Reputation: 3126
When I try and read a plaintext file from within my Haskell program I get:
[fromList * Exception: /path/to/file/aaa.txt hGetContents: invalid argument (Invalid or incomplete multibyte or wide character)
I googled to find this problem is usually set right by setting LANG to en_US.UTF-8 That's already how my locale looks.
Not sure if this is an issue with GHC at all.
I am on Ubuntu 11.10
Upvotes: 3
Views: 684
Reputation: 40787
Are you sure aaa.txt contains valid UTF-8? If it's binary data, you need to use withBinaryFile or similar. If it is text in another encoding, you should use hSetEncoding.
For instance, if your text is in Latin-1 then you would say
hSetEncoding h latin1
where "h" is your file handle. If you are reading from standard input then its
hSetEncoding stdin latin1
There is also a mkTextEncoding function which you can use if you have read the encoding from metadata, or wish to customise the handling of invalid Unicode (although this only works on some systems).
The Unicode standards say that a Unicode parser should reject invalid strings with an error, rather than trying to fix them up. This is a deliberate rejection of Postel's Law, on the grounds of reducing security holes and inconsistent interpretations.

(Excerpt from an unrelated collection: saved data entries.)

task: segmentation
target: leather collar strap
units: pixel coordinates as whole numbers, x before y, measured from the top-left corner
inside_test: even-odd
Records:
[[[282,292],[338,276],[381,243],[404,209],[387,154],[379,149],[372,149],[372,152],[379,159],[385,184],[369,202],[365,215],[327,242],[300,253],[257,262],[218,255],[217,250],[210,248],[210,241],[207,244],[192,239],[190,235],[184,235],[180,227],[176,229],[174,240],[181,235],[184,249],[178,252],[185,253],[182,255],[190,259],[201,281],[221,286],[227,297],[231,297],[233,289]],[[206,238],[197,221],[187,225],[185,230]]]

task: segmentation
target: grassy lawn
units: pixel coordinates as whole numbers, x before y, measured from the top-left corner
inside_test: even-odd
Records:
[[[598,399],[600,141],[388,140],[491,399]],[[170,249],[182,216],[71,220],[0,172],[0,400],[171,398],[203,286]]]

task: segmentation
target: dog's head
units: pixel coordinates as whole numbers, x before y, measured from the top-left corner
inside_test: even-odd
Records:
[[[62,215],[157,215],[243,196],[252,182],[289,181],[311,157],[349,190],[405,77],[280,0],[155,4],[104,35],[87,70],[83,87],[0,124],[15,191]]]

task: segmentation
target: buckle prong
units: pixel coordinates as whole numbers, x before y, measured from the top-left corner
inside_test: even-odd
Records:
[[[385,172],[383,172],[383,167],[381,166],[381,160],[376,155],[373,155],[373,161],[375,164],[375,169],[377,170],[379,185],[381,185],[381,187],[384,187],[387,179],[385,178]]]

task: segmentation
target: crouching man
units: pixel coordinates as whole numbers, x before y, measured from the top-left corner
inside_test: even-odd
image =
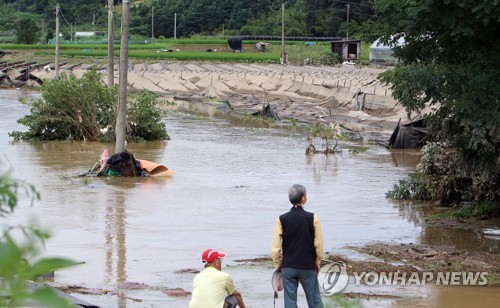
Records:
[[[245,308],[241,293],[233,279],[221,271],[222,258],[226,255],[207,249],[201,255],[205,269],[193,279],[193,294],[189,308]]]

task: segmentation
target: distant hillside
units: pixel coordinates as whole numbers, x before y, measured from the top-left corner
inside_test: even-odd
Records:
[[[16,29],[22,18],[32,18],[42,32],[53,32],[55,7],[61,7],[61,32],[105,30],[107,0],[0,0],[0,31]],[[365,35],[373,22],[372,0],[132,0],[132,35],[189,37],[192,35],[281,35],[285,16],[286,36]],[[115,0],[119,29],[121,0]],[[153,9],[154,6],[154,9]],[[154,15],[153,15],[154,14]],[[349,20],[349,23],[347,23]],[[152,22],[154,21],[154,27]],[[175,28],[175,29],[174,29]]]

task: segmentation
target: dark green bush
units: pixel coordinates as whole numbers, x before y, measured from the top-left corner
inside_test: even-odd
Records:
[[[170,139],[161,122],[162,111],[158,107],[162,102],[158,95],[141,91],[129,103],[127,110],[127,138],[142,140]]]
[[[470,202],[461,205],[451,216],[458,219],[469,219],[471,217],[479,219],[489,219],[500,215],[498,202]]]
[[[114,122],[117,89],[104,85],[95,70],[81,78],[63,73],[59,80],[44,80],[40,91],[42,97],[32,102],[30,114],[17,121],[29,130],[12,132],[10,136],[98,141],[100,129]]]
[[[318,56],[315,56],[312,61],[316,65],[334,66],[340,63],[340,57],[338,54],[331,51],[324,51]]]
[[[394,199],[438,200],[443,205],[474,200],[473,179],[457,173],[456,151],[444,143],[429,142],[415,173],[399,180],[387,197]]]
[[[61,74],[59,80],[45,80],[42,97],[32,102],[30,114],[18,120],[27,132],[9,133],[23,140],[115,139],[117,87],[108,88],[96,70],[81,78]],[[168,139],[161,122],[158,97],[141,92],[128,102],[127,138],[129,140]]]
[[[392,190],[387,192],[386,197],[398,200],[431,200],[432,197],[427,190],[426,182],[422,174],[410,173],[407,178],[400,179],[394,184]]]

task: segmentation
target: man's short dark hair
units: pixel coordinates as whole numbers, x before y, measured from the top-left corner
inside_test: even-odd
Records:
[[[293,205],[300,204],[303,196],[306,196],[306,188],[303,185],[294,184],[288,190],[288,199]]]

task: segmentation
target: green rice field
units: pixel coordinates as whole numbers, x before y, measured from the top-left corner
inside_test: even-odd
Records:
[[[272,42],[268,50],[259,51],[255,44],[258,41],[244,41],[243,52],[232,52],[225,40],[216,39],[164,39],[154,44],[142,41],[129,42],[128,55],[131,59],[179,61],[221,61],[221,62],[260,62],[279,63],[281,58],[281,42]],[[119,56],[120,45],[115,44],[115,56]],[[370,45],[362,43],[361,61],[368,62]],[[55,45],[0,44],[0,50],[12,52],[29,52],[35,57],[50,57],[55,54]],[[331,53],[330,43],[316,42],[306,46],[304,42],[285,42],[285,52],[292,63],[301,63],[321,54]],[[107,57],[107,41],[92,43],[64,42],[59,45],[59,55],[64,58]]]

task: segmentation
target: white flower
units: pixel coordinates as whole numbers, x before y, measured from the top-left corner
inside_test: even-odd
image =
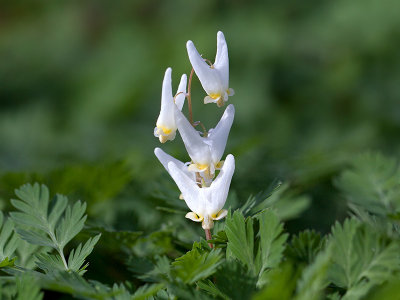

(You might want to consider using the text library if you'll be working with a lot of text and having to handle encoding issues; it's usually a lot faster than using Strings, since it uses an unboxed array rather than a linked list, although this means that Text values and operations on them are necessarily strict. It also lets you configure how to respond to invalid Unicode more portably and flexibly.)
Upvotes: 4